I know there have been a lot of SO questions involving rpart and prediction; however, I have not been able to find any that address a problem that (I think) is specific to using rpart with a "Surv" object.
My particular problem involves interpreting the results of the "predict" function. An example is helpful:
library(rpart)
library(OIsurv)
# Make Data:
set.seed(4)
dat = data.frame(X1 = sample(x = c(1,2,3,4,5), size = 1000, replace=T))
dat$t = rexp(1000, rate=dat$X1)
dat$t = dat$t / max(dat$t)
dat$e = rbinom(n = 1000, size = 1, prob = 1-dat$t )
# Survival Fit:
sfit = survfit(Surv(t, event = e) ~ 1, data=dat)
plot(sfit)
# Tree Fit:
tfit = rpart(formula = Surv(t, event = e) ~ X1 , data = dat, control=rpart.control(minsplit=30, cp=0.01))
plot(tfit); text(tfit)
# Survival Fit, Broken by Node in Tree:
dat$node = as.factor(tfit$where)
plot( survfit(Surv(dat$t, event = dat$e)~dat$node) )
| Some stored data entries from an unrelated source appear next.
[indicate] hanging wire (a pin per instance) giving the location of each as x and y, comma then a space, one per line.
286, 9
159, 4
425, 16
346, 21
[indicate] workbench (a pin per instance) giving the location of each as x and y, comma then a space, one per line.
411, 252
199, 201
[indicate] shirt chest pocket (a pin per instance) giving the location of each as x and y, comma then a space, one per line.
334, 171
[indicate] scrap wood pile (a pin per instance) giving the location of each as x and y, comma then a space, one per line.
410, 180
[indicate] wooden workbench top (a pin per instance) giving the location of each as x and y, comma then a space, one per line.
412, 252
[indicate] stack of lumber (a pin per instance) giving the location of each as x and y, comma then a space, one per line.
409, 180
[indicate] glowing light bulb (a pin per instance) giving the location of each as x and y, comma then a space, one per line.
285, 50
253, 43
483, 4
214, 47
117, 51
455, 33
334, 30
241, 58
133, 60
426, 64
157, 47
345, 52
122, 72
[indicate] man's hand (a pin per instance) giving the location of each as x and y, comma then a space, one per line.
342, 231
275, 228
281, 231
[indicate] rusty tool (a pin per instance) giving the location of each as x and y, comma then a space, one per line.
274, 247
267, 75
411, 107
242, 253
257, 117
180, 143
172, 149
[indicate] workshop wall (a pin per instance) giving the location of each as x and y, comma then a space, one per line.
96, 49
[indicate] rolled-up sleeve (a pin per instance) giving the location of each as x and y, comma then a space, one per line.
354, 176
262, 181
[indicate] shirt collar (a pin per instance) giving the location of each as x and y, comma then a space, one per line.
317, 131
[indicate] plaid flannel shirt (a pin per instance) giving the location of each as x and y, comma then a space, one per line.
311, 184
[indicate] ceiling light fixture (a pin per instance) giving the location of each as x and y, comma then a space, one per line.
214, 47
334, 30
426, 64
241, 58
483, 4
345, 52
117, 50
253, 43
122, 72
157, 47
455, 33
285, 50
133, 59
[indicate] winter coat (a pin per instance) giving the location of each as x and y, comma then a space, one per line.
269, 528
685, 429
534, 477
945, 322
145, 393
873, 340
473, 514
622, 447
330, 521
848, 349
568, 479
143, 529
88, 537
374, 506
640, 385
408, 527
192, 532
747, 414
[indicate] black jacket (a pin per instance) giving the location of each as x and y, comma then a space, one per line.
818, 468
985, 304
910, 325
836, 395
So far so good. My understanding of what's going on here is that rpart is attempting to fit exponential survival curves to subsets of my data. Based on this understanding, I believe that when I call predict(tfit)
, I get, for each observation, a number corresponding to the parameter for the exponential curve for that observation. So, for example, if predict(fit)[1]
is .46, then this means for the first observation in my original dataset, the curve is given by the equation P(s) = exp(−λt)
, where λ=.46
.
This seems like exactly what I'd want. For each observation (or any new observation), I can get the predicted probability that this observation will be alive/dead for a given time point. (EDIT: I'm realizing this is probably a misconception— these curves don't give the probability of alive/dead, but the probability of surviving an interval. This doesn't change the problem described below, though.)
However, when I try and use the exponential formula...
# Predict:
# an attempt to use the rates extracted from the tree to
# capture the survival curve formula in each tree node.
rates = unique(predict(tfit))
for (rate in rates) {
grid= seq(0,1,length.out = 100)
lines(x= grid, y= exp(-rate*(grid)), col=2)
}
What I've done here is split the dataset in the same way the survival tree did, then used survfit
to plot a non-parametric curve for each of these partitions. That's the black lines. I've also drawn lines corresponding to the result of plugging in (what I thought was) the 'rate' parameter into (what I thought was) the survival exponential formula.
I understand that the non-parametric and the parametric fit shouldn't necessarily be identical, but this seems more than that: it seems like I need to scale my X variable or something.
Basically, I don't seem to understand the formula that rpart/survival is using under the hood. Can anyone help me get from (1) rpart model to (2) a survival equation for any arbitrary observation?